Decision Date23 September 1985
Docket NumberNo. 85-56,85-56
Citation287 Ark. 27,695 S.W.2d 833
Parties, 27 Ed. Law Rep. 977 GRAIN DEALERS MUTUAL INSURANCE COMPANY, Appellant, v. Helen PORTERFIELD, Individually and as Administratrix of the Estate of Vernie Porterfield, Deceased, Appellee.
CourtArkansas Supreme Court

Boswell, Tucker & Smith by Ted Boswell and David E. Smith, Bryant, for appellant.

Curtis E. Rickard, Benton, for appellee.

HAYS, Justice.

This is a wrongful death case. Helen Porterfield, appellee, brought suit for herself and the estate of her husband, Vernie Porterfield, who was electrocuted on July 19, 1983, while working at the football stadium of Malvern High School. Mrs. Porterfield filed suit against Grain Dealers Mutual Insurance Company, appellant, the public liability carrier of the Malvern Special School District. By third party complaint, Arkansas Power and Light Company was made a party defendant.

The issues of negligence and comparative fault were submitted to the jury by special interrogatories and a verdict of $131,127 was returned. The jury apportioned negligence between the parties at 75 percent to Malvern Special School District, 20 percent to Vernie Porterfield, and 5 percent to Arkansas Power and Light Company. Grain Dealers Mutual has appealed on the basis of three points of error: the testimony of E.L. Cody, called by appellee as an expert witness, should have been stricken; the trial court should have granted a defense motion for a directed verdict because there was no proof that negligence of the school district was a proximate cause of Vernie Porterfield's death; and a mistrial should have been granted because counsel for Helen Porterfield told the jury in closing argument that if they found Vernie Porterfield fifty percent at fault that "ended the matter."

We need not reach the first and third points, as we agree with appellant that the trial court should have directed a verdict for the defendants at the close of the plaintiff's case because there was no proof that any negligence by the defendants was a proximate cause of the death of Vernie Porterfield.

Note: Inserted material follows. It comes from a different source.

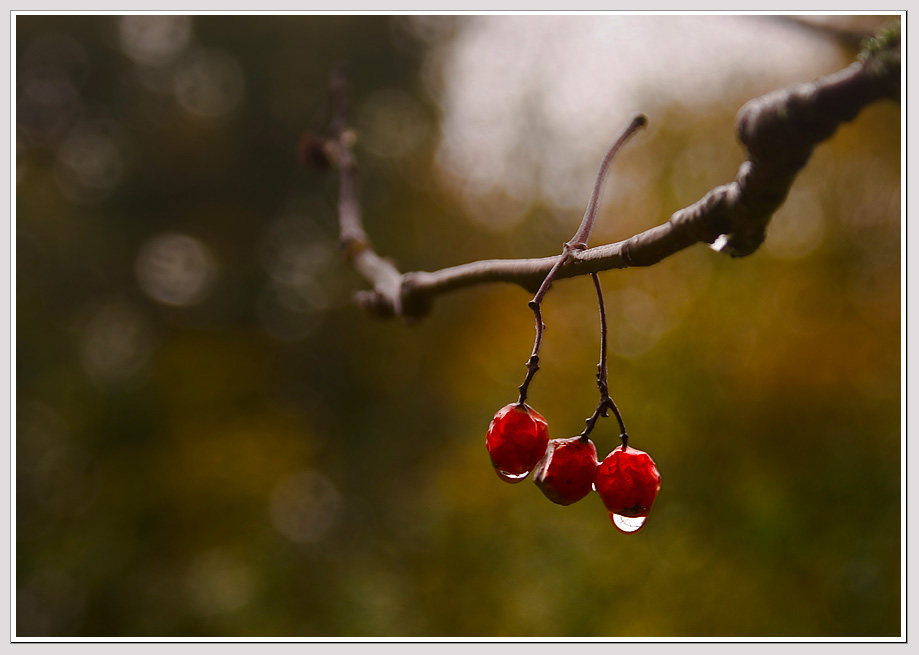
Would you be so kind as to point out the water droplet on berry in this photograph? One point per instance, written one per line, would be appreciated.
(628, 524)
(510, 477)
(721, 243)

The test concerning the granting of a motion for a directed verdict by the trial court has been clearly stated. The evidence, with all reasonable inferences, is viewed in the light most favorable to the party opposing the motion, and given its highest and strongest probative value. When viewed in that light if the evidence is so lacking in substance that it would require that a jury verdict be set aside, the motion must be granted. Pritchard v. Times Southwest Broadcasting, Inc., 277 Ark. 458, 642 S.W.2d 877 (1982); Cowling v. Clinton Board of Education, 273 Ark. 214, 618 S.W.2d 158 (1981). Evidence is said to be substantial when it "is of sufficient force and character that it will, with reasonable and material certainty and precision, compel a conclusion one way or the other. It must force or induce the mind to pass beyond a suspicion or a conjecture." Ford on Evidence, Vol. 4, Paragraph 549, page 276; DuPont v. Dillaha, 280 Ark. 477, 659 S.W.2d 756 (1983).

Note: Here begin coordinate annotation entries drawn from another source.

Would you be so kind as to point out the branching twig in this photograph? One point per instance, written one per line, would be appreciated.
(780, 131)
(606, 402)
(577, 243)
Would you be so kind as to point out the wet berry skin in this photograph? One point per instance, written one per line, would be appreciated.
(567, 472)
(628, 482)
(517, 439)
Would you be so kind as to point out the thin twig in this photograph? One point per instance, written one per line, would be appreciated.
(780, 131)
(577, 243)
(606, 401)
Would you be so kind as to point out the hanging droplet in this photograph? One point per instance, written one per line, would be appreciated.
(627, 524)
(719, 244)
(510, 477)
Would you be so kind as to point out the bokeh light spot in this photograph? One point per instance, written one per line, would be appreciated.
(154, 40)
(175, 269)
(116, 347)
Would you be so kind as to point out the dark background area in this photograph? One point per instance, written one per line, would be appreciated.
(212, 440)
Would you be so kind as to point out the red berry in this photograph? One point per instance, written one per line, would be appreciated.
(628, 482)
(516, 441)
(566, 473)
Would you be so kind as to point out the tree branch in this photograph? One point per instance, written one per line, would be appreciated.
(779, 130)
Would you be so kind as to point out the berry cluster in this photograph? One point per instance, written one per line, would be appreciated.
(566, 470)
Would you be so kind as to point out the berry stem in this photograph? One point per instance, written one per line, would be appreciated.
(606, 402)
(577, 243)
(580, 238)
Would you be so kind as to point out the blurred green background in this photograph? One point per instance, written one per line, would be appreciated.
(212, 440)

The facts of the case are largely undisputed. In December of 1982 a tornado destroyed the press box of the football stadium at Malvern High School. The stadium had been built in 1936 by the WPA, and the press box contained a wiring system commonly used in that day, known as a two-wire Romex. With the adoption of the National Electrical Code about fifteen years ago, a three-wire system would have been required for the press box, the third-wire providing a ground. The National Electrical Code was adopted by a Malvern City Ordinance.

When the press box was rebuilt in early 1983, two employees from the maintenance crew of the school district were assigned the task of rebuilding the press box. Although they realized that new construction required a three-wire system they installed a two-wire system since that was the system originally installed. No permit was obtained by the school district and, hence, there were no interim or final inspections of the electrical system as would have been required with a permit.

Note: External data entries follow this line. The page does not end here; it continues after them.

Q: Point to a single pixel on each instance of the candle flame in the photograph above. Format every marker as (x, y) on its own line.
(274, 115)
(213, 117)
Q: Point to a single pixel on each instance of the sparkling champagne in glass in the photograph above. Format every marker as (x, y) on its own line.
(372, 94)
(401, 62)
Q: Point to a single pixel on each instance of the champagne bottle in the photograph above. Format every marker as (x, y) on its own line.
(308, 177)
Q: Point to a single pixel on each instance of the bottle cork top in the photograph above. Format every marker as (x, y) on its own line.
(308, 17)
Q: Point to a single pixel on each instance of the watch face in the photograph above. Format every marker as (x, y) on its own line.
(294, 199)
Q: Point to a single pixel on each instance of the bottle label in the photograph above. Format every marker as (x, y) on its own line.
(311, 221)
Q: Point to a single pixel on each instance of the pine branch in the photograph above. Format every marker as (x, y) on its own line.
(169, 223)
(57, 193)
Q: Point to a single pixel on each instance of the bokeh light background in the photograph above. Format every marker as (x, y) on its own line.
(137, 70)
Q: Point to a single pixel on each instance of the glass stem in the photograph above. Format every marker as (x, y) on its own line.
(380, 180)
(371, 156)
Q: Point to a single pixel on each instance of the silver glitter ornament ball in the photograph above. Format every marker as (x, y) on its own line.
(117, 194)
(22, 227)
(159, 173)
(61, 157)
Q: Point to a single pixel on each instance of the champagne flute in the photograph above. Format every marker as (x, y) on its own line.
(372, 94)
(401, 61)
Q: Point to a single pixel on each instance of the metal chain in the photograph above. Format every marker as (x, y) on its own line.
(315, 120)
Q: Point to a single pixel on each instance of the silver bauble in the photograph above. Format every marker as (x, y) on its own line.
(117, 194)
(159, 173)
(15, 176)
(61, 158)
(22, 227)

After the press box was rebuilt Mr. James McDonald was employed to construct a metal stairway at the rear of the stadium leading to the press box. Mr. McDonald hired Vernie Porterfield to help him and together they had completed the stairway, with the exception of the handrails.

Vernie Porterfield was working alone installing the handrails on the morning of the accident. He had arrived about 7:30 and parked his welding truck near the press box, draping the welding leads over a...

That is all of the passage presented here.